A number of milestones in analytics happened in the 1970s up to the present, such as the creation of the Black-Scholes model to predict optimal price for stock options over time, the first commercial tool for building a model-driven Decision Support System was marketed and FICO deployed real-time analytics to prevent credit card fraud.
There was also the birth of Amazon and eBay, as well as Google, all using analytics to deliver more relevant recommendations and search results. And with the emergence of a more social community, analytics is being applied to a range of consumer recommendation services, suggesting films, restaurants and countless retail items.
To learn more how analytics evolved over time, check out the infographic below:
Tech giants commercializing analytics for tomorrow
Giants in the industry have also taken analytics a step further. As mentioned above, the Industrial Internet, as well as the Internet of Things, are growing as more devices are being connected to the internet and its subsequent data gets analyzed.
GE is at the forefront of the Industrial Internet, as it recently released its industrial strength Big Data and analytics platform, expanded its partnerships with Accenture, Pivotal and Amazon Web Services, and hires thousands of engineers as it moves to connect everything to the Internet, from jet engines, wind turbines, MRI machines, locomotives and other industrial grade equipment.

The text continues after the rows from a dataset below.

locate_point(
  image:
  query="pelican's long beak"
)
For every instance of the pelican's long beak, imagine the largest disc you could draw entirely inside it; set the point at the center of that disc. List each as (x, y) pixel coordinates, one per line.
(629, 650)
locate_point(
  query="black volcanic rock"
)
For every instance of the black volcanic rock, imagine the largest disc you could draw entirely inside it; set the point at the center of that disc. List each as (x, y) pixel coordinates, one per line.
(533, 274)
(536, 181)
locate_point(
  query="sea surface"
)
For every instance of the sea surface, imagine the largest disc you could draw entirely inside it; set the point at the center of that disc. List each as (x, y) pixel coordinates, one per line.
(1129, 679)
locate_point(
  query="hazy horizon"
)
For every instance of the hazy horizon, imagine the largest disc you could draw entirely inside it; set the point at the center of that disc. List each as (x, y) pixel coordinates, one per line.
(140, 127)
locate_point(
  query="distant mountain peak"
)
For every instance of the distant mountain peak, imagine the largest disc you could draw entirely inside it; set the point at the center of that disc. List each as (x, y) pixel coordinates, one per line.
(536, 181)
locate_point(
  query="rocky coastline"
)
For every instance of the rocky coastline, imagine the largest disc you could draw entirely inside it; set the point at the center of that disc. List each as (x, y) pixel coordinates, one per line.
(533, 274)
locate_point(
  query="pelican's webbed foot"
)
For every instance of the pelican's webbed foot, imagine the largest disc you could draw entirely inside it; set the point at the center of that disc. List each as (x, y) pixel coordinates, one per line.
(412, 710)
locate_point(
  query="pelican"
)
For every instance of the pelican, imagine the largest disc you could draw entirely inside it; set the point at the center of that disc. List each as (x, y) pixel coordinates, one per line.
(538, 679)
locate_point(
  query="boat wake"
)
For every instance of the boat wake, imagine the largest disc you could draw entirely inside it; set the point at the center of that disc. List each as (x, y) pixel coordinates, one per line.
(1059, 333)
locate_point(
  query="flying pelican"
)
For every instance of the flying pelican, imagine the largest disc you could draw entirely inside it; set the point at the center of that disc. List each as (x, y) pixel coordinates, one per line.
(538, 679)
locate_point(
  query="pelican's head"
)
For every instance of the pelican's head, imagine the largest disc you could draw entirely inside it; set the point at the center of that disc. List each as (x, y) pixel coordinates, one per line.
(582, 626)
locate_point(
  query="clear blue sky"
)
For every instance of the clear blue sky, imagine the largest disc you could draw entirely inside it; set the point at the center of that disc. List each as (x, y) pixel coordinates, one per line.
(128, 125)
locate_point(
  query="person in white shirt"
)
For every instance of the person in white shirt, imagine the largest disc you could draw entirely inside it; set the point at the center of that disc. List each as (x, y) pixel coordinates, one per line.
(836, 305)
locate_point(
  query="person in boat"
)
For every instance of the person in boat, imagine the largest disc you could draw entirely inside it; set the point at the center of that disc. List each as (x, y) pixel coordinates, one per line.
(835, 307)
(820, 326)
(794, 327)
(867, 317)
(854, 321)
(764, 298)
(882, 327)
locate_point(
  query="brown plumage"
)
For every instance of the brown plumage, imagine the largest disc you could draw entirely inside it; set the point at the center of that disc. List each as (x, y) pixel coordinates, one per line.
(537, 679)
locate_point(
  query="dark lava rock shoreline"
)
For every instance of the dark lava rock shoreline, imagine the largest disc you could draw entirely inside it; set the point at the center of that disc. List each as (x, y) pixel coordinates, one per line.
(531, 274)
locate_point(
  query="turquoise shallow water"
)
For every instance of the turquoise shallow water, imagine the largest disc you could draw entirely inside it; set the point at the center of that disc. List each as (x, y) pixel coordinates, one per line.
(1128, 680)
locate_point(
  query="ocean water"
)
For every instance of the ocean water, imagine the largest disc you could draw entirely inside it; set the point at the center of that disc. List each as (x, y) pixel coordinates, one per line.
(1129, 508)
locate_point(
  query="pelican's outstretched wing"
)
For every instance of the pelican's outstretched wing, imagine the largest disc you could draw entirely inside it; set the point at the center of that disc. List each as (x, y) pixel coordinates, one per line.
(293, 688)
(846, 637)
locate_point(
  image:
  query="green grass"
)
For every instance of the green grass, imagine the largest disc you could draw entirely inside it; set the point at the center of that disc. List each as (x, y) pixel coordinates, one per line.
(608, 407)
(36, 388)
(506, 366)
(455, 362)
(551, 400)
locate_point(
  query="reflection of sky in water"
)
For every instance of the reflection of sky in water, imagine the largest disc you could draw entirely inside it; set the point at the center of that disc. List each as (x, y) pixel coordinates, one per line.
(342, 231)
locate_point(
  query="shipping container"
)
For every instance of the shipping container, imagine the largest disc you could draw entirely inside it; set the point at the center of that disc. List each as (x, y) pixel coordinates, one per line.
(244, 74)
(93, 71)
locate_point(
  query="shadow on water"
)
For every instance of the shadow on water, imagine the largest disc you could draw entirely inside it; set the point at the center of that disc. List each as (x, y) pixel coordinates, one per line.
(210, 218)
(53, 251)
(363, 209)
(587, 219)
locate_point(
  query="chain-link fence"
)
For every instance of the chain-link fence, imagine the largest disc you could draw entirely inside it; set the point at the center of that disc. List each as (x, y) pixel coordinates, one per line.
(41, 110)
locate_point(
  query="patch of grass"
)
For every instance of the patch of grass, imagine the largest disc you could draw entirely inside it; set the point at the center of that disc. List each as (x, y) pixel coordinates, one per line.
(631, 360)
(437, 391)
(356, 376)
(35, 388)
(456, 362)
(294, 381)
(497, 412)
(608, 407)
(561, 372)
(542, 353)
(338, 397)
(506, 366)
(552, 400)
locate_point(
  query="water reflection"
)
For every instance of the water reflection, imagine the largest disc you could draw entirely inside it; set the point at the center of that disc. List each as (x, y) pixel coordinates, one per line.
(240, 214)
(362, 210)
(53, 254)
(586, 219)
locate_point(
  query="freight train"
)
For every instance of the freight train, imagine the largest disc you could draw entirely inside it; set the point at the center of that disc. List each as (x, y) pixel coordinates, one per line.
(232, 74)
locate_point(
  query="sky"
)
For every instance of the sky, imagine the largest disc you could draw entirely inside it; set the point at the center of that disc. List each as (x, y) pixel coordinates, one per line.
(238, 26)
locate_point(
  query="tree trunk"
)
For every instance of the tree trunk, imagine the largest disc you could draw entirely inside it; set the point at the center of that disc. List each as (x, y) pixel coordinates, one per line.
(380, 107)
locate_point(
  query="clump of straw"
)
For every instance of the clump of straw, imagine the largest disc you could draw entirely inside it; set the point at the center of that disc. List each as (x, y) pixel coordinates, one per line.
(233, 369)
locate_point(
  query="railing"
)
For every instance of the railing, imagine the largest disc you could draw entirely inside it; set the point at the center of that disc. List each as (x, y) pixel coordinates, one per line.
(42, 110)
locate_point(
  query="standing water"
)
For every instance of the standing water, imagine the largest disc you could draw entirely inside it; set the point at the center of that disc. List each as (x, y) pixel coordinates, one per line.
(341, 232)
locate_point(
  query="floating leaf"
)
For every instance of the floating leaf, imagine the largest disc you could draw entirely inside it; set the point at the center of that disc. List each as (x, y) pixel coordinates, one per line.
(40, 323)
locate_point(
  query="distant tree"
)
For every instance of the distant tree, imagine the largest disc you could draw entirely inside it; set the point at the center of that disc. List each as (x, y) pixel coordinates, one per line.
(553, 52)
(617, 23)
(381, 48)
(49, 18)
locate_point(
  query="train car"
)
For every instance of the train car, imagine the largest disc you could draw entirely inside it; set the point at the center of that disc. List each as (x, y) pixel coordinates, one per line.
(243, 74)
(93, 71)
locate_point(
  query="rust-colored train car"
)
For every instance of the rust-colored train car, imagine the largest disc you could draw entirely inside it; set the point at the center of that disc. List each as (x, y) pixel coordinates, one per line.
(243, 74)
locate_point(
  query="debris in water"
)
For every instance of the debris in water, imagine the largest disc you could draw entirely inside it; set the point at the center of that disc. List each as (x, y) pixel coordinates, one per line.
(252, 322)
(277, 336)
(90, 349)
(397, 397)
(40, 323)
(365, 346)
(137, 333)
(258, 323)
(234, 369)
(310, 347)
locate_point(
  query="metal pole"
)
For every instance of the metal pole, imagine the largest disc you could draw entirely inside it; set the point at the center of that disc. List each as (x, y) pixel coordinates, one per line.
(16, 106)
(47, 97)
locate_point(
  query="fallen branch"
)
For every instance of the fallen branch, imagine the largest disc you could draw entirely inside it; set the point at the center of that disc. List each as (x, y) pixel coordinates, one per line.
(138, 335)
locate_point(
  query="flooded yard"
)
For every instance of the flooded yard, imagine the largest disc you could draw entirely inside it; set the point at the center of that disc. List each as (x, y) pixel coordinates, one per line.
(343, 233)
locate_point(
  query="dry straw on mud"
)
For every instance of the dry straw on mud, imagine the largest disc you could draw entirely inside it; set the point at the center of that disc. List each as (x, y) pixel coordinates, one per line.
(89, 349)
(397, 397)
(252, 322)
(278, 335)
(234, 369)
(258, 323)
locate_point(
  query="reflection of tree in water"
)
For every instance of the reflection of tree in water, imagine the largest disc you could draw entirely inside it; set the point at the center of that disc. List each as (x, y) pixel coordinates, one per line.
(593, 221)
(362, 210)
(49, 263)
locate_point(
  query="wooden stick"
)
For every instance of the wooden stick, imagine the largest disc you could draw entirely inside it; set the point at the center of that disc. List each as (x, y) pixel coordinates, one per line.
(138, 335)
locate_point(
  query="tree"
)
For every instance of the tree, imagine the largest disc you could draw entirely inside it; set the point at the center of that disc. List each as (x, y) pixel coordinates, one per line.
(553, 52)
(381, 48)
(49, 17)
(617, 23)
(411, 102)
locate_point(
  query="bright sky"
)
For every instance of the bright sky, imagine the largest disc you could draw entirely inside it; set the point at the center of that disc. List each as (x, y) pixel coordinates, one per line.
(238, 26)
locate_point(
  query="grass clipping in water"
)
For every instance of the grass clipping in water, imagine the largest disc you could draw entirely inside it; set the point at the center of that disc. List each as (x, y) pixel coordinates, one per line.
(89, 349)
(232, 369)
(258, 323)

IBM is highly invested in analytics as well, and its using it to help people get better medical care with Watson. At the recent IBM Edge event, it was announced that Watson is being used to aid in the treatment of lung and breast cancer at the Memorial Sloan-Kettering Cancer Center, as well as streamlining treatment preauthorizations at WellPoint. This makes obtaining treatment preauthorization shorter, which in turn makes the whole treatment process less expensive, enabling patients to more consistently receive gets the best medical care.
And HP is also a big investor in analytics. The company’s Business Service Management team is focused on Advanced Analytics, which includes tools for data visualization. After all, seeing the data is much easier than using your imagination.
Analytics is a huge part of our lives even if we don’t know or realize it. The apps recommended to us, the movies we should watch, the places we should visit – these are the just some of the commercial areas where analytics play a huge role. In all, Big Data, the Internet of Things and the Industrial Internet would not be possible without analytics.